As Keeler and Thigpen demonstrate, art may come from personal experiences, but then becomes a public statement about something much larger than the artist him or herself--and that leaves a lasting change. “As an immigrant from the Philippines and growing up as a person of color, doing this work made me feel like I wasn’t alone,” Thigpen said. “The beautiful souls I photographed shared their stories with me...and I feel like they left a little piece of them with me.” 

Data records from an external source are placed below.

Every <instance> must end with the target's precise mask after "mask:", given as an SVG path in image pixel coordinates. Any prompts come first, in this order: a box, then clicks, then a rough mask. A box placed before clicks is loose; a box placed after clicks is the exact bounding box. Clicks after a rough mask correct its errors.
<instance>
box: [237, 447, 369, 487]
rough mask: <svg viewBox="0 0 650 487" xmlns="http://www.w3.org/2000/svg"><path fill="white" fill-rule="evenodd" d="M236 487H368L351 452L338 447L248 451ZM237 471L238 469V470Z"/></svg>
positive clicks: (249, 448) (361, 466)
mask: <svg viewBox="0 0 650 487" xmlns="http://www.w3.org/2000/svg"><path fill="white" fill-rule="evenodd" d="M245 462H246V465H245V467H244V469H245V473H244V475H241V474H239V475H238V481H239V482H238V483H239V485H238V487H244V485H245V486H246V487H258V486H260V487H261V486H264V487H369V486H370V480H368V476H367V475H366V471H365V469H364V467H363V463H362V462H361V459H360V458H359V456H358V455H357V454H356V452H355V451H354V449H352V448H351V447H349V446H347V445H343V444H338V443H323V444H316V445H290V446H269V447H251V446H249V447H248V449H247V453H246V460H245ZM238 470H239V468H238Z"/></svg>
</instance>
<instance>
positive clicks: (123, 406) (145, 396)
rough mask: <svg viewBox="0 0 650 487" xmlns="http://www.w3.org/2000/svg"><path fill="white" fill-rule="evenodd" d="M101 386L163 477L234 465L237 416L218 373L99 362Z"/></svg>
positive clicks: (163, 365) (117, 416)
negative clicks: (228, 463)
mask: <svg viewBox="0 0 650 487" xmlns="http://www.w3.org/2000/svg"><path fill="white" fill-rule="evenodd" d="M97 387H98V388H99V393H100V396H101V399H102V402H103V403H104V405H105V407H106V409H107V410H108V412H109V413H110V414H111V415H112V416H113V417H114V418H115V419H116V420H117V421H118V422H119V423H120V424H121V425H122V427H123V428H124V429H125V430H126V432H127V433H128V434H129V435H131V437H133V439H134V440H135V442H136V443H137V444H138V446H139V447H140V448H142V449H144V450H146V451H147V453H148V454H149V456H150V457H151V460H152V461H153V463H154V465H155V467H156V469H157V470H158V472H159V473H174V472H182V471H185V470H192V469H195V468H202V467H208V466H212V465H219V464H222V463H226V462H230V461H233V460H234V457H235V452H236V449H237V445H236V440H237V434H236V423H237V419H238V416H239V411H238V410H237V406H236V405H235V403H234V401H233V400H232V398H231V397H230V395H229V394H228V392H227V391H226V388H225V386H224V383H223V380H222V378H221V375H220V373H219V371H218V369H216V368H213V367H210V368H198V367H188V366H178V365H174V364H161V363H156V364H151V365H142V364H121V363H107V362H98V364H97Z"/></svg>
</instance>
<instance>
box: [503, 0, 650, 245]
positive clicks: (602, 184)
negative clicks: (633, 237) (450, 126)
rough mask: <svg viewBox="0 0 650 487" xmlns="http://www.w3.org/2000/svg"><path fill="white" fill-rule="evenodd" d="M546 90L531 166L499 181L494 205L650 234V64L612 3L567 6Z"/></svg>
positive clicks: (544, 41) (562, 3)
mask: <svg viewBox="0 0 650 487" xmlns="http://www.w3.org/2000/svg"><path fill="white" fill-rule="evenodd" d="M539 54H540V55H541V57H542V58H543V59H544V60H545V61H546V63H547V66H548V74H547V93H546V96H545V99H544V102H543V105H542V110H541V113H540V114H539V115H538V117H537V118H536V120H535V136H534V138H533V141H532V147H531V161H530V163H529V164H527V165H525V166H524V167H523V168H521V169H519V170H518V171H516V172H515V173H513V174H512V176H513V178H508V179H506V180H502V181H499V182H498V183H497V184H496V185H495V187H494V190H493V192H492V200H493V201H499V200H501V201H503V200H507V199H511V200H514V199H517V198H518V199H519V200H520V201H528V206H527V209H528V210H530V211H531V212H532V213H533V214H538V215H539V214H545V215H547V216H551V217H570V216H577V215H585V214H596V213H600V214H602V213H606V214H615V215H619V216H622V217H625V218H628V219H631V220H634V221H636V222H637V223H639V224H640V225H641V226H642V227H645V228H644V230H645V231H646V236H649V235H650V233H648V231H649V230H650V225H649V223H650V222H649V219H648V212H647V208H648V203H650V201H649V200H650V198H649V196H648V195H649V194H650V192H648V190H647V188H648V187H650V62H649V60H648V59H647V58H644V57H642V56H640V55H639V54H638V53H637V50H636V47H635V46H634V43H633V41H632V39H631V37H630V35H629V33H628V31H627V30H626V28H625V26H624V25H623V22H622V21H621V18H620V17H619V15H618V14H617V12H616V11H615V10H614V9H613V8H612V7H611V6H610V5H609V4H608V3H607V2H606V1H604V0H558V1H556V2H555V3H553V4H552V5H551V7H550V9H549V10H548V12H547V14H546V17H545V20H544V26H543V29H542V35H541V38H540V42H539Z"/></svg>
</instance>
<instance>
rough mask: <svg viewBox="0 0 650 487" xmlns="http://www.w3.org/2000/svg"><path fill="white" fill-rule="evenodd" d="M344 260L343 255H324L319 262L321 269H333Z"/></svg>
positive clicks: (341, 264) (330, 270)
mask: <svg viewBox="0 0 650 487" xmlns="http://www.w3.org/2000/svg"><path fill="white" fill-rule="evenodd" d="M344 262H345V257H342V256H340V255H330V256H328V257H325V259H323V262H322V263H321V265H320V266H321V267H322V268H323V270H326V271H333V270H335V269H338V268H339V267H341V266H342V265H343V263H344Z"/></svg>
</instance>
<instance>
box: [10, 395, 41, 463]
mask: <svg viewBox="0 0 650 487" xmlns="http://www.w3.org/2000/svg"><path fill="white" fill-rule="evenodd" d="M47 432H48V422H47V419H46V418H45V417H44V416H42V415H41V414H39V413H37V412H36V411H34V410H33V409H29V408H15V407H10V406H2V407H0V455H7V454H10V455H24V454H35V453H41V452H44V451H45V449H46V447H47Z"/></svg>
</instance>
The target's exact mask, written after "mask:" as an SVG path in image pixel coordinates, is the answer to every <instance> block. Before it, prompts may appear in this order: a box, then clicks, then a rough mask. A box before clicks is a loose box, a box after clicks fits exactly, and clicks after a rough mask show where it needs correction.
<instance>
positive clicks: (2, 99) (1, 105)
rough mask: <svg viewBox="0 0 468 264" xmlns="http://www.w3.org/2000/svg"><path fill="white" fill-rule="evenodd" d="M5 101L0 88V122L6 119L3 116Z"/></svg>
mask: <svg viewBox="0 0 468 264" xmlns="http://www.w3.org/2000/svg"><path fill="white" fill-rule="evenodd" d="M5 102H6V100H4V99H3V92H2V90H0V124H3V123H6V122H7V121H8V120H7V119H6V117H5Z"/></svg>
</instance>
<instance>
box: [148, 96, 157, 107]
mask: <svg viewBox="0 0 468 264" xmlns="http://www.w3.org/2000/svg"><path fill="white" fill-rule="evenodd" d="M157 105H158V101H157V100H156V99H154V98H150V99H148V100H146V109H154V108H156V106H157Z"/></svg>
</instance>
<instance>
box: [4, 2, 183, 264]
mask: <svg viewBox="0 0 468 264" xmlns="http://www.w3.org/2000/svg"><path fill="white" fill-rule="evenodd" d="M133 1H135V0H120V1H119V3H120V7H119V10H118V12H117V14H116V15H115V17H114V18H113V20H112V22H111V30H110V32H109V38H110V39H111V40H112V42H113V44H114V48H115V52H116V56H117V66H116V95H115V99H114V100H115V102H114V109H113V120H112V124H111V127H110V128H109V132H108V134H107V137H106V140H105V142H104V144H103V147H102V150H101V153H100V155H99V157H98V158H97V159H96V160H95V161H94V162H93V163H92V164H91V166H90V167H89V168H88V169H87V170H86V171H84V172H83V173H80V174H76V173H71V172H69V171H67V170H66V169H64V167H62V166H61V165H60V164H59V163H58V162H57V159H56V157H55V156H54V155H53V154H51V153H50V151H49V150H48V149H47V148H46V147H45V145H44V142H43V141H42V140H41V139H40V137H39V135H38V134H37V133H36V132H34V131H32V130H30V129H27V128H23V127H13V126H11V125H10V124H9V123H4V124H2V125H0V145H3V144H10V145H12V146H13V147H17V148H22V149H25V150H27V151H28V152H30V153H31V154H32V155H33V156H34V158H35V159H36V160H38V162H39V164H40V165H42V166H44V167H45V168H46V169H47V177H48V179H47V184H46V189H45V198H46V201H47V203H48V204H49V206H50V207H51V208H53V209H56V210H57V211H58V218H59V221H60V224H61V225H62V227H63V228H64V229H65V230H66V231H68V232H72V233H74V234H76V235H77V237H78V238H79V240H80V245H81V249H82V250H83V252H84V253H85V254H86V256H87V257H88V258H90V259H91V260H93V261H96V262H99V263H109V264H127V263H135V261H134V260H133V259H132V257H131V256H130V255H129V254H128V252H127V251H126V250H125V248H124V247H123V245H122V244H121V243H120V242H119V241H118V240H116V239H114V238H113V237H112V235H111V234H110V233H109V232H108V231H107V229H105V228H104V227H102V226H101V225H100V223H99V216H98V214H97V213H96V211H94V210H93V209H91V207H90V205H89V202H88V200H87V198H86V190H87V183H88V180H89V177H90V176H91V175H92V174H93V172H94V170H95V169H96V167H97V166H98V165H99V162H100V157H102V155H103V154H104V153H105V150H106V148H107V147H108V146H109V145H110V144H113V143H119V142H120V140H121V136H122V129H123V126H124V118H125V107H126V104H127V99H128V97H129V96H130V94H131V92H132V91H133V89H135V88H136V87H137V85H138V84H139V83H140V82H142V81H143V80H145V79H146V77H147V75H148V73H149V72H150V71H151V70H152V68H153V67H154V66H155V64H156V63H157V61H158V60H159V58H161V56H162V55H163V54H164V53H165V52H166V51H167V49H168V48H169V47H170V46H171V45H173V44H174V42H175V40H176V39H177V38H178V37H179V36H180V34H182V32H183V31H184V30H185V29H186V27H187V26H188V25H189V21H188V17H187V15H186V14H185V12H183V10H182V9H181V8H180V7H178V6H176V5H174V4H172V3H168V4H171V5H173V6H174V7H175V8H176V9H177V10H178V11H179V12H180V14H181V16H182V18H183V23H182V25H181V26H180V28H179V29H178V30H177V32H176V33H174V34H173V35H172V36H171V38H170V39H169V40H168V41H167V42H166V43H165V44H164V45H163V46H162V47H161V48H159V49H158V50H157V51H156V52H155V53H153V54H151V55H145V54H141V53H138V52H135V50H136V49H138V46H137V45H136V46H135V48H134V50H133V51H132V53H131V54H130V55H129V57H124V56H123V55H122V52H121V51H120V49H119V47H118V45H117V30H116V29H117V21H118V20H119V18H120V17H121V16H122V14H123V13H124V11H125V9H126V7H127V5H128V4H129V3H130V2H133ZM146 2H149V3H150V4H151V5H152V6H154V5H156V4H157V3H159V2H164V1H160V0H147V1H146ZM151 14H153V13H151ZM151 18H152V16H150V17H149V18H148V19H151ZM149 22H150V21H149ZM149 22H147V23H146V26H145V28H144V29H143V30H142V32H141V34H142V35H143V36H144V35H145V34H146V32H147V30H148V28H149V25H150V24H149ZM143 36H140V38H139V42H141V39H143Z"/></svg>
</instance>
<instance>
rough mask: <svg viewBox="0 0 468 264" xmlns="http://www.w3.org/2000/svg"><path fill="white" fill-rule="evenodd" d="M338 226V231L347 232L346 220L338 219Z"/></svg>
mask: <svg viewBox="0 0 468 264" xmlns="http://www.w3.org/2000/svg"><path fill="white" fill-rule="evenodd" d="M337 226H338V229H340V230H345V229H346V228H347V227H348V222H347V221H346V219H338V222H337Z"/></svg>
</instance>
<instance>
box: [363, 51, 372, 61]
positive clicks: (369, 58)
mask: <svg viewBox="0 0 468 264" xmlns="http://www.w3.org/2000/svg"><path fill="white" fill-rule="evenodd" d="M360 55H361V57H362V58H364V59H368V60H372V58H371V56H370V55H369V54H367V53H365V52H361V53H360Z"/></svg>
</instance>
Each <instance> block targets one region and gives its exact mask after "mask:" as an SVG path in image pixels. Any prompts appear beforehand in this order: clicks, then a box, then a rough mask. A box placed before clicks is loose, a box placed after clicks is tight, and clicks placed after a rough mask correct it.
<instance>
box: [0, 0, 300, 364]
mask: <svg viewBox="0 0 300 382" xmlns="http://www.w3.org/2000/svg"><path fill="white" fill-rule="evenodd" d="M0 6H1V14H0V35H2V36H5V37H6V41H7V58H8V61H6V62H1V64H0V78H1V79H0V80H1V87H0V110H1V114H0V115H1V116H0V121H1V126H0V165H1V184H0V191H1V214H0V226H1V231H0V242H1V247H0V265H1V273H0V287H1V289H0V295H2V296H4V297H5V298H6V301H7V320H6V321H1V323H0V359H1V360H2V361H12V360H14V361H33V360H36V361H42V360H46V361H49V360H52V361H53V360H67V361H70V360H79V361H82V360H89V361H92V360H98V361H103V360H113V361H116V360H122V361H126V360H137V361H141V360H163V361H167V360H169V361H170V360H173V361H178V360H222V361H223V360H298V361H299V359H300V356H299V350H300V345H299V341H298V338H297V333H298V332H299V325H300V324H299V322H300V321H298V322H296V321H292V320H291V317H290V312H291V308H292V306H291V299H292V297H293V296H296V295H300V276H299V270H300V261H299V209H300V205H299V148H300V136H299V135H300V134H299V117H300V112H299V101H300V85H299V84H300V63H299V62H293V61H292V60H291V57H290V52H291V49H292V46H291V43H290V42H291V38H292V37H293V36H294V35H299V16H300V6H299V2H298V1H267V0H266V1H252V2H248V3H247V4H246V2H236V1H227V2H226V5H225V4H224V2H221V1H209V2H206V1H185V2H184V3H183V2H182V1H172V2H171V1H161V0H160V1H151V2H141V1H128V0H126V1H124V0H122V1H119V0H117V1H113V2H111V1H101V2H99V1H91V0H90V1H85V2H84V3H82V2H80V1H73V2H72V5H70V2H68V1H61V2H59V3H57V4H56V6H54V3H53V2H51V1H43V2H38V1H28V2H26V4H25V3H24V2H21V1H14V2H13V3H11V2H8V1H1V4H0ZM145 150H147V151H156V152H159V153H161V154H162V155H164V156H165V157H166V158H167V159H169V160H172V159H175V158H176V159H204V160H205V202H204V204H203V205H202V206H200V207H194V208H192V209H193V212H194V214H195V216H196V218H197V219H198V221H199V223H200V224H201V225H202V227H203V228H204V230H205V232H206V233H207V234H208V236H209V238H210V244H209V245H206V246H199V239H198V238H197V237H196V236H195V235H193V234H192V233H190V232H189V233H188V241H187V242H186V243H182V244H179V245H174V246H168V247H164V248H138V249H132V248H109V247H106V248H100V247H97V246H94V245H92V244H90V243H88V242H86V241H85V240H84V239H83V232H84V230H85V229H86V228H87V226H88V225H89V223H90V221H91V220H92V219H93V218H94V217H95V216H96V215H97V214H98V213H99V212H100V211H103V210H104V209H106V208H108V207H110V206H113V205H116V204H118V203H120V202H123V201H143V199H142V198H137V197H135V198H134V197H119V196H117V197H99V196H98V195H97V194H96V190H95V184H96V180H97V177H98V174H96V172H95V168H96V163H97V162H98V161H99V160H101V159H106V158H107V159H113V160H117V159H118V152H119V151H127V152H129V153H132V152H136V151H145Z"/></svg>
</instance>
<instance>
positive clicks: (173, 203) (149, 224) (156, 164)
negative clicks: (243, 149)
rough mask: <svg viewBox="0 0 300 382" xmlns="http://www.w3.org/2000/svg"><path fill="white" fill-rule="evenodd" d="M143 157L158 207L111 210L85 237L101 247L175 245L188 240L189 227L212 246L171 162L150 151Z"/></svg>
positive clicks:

Visit and Support TMCC Student-Artists

These exhibitions in the community began on Nov. 17 and will continue through Dec. 12 at their respective locations.
Lily Hargrave, Liminal Landscapes 
Reception: Nov. 17, 4–6 p.m.
Nov. 12–Dec. 9
TMCC Red Mountain Gallery, 7000 Dandini Blvd., Reno NV 89512

Greg Luippold, Moving Forward 
Reception: Nov. 17, 4–6 p.m.
Nov. 12–Dec. 9
TMCC Student Gallery, 7000 Dandini Blvd., Reno NV 89512

Kayla James, Pet Portraits 
Nov. 30–Dec. 6
SPCA of Northern Nevada Thrift Store, 75 E. Moana Lane, Reno NV 89502

Kuuipo Hunter, Mysterious Worlds 
Nov. 26, 4–7 p.m. 
Nov. 26, 27, and 28
Games Galore Entertainment Store, Meadowood Mall, 5130 Meadowood Mall Cir., Reno NV 89502
View the website 

Matthew Woda, The World of Cherry Hallows 
Preview: Dec. 1, 3–5 p.m. 
Reception: Dec. 2, 5:30–7:30 p.m.
Living Stones Church, 445 S. Virginia St., Reno, NV 89501

Christian Doyle, Lost Identity 
Reception: Dec. 2, 5–7 p.m. 
Nov. 26–Dec. 4, 2021
The Depot Gallery, 831 Victorian Ave., Sparks, NV 89431

Alfredo Robles, Tee Time 
Reception: Dec. 2, 5–7 p.m. 
Nov. 26–Dec.4 
The Depot Gallery, 831 Victorian Ave., Sparks, NV 89431

Tyler Sullivan, Unspoken 
Reception: Friday, Dec. 3, 5–7 p.m. 
Dec. 1–11
Artemisia Studios, 255 Bell St., Reno, NV 89503

Hannah Buckingham, To Love You On A Dying Planet
Reception: Saturday, Dec. 4, 7 p.m. 
Dec. 4–20
West St. Market, 148 West St., Reno, NV 89501

Tiana Keeler, Embers of Consequence
Reception: Sunday, Dec. 5, 9 a.m.–9 p.m. 
Reno Fire Dept Station 11, 7105 Mae Anne Ave., Reno NV 89523

Christopher Thigpen, I AM FEM 
Reception: Sunday, Dec. 5, 7:30–9 p.m.
Ace Studios, 150 Ridge St., Suite 1, Reno, NV 89501

Linda Pinching, Seasons of My Life 
Reception: Saturday, Dec. 11, 12–4 p.m.